Patrick Roehrdanz, one of the study's authors, said researchers concluded that both Napa and Sonoma counties would experience a decline in vineyard suitability, but "it doesn't mean you can't grow grapes there."
"Absolutely people will continue to grow grapes in Napa and Sonoma valleys, it just will need some adaptation," Roehrdanz said.
Rex Stults, government relations director for Napa Valley Vintners, called for perspective about the study and climate change.
If broad regions of Europe, Australia and the Americas are eliminated as productive farming areas, Stults said, "then we have much greater challenges than where the next great cabernet is coming from."
In 2011, researchers at Scripps Institution of Oceanography at UC San Diego, working on behalf of the Napa vintners, published a report looking at climate change and the Napa Valley.
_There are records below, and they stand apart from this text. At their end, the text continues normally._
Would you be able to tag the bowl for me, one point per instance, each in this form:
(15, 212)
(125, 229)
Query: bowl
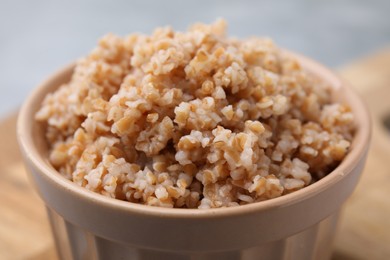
(299, 225)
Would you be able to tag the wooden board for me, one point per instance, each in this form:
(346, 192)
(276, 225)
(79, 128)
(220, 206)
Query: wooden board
(364, 230)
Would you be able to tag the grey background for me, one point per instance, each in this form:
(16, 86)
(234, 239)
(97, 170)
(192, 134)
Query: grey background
(38, 37)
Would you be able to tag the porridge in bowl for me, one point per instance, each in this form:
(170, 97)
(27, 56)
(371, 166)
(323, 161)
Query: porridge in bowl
(193, 120)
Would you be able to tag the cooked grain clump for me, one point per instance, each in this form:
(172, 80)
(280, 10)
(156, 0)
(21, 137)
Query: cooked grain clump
(193, 120)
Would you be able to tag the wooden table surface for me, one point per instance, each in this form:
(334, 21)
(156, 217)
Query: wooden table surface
(364, 230)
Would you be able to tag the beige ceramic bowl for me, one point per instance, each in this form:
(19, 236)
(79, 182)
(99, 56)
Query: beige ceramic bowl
(87, 225)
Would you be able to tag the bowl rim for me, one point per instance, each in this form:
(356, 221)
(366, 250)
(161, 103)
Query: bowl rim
(359, 145)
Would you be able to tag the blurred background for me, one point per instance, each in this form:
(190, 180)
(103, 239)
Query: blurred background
(38, 37)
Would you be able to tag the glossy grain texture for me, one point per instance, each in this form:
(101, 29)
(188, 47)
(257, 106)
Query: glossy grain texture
(244, 232)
The researchers concluded that the valley had warmed slightly over recent decades, but not to the extent suggested by previous studies based on broader statewide data.
Growers noted that summer heat from the Central Valley has long pulled cooler air and morning cloud cover over Wine Country. Some suggested that even if inland vineyards suffer from rising temperatures, the effect may be more muted in Napa and Sonoma.
"The general climate is going to be slower to change the closer you are to the ocean," said Pete Opatz, vice president and senior viticulturist for Silverado Premium Properties.
Opatz noted that developments in new rootstock and clones has led to varietals that ripen as much as three weeks earlier than older vines. The same sort of research could help develop vines whose fruit takes more time to ripen in hotter temperatures.
Already researchers in the past decade have helped greatly improve the quality of grapes grown in the hotter climate of the Central Valley.
Lise Asimont, director of grower relations for Francis Ford Coppola Winery, said growers and winemakers already are adapting. In the past five years, her staff has noted and adjusted for what they believe are climate-related impacts on the flavor profile and characteristics of grapes purchased from a wide region of coastal California.
"There is no such thing as an average, normal year anymore," Asimont said. "It keeps you on your toes because something's happening."
Staff Writer Cathy Bussewitz contributed to this story.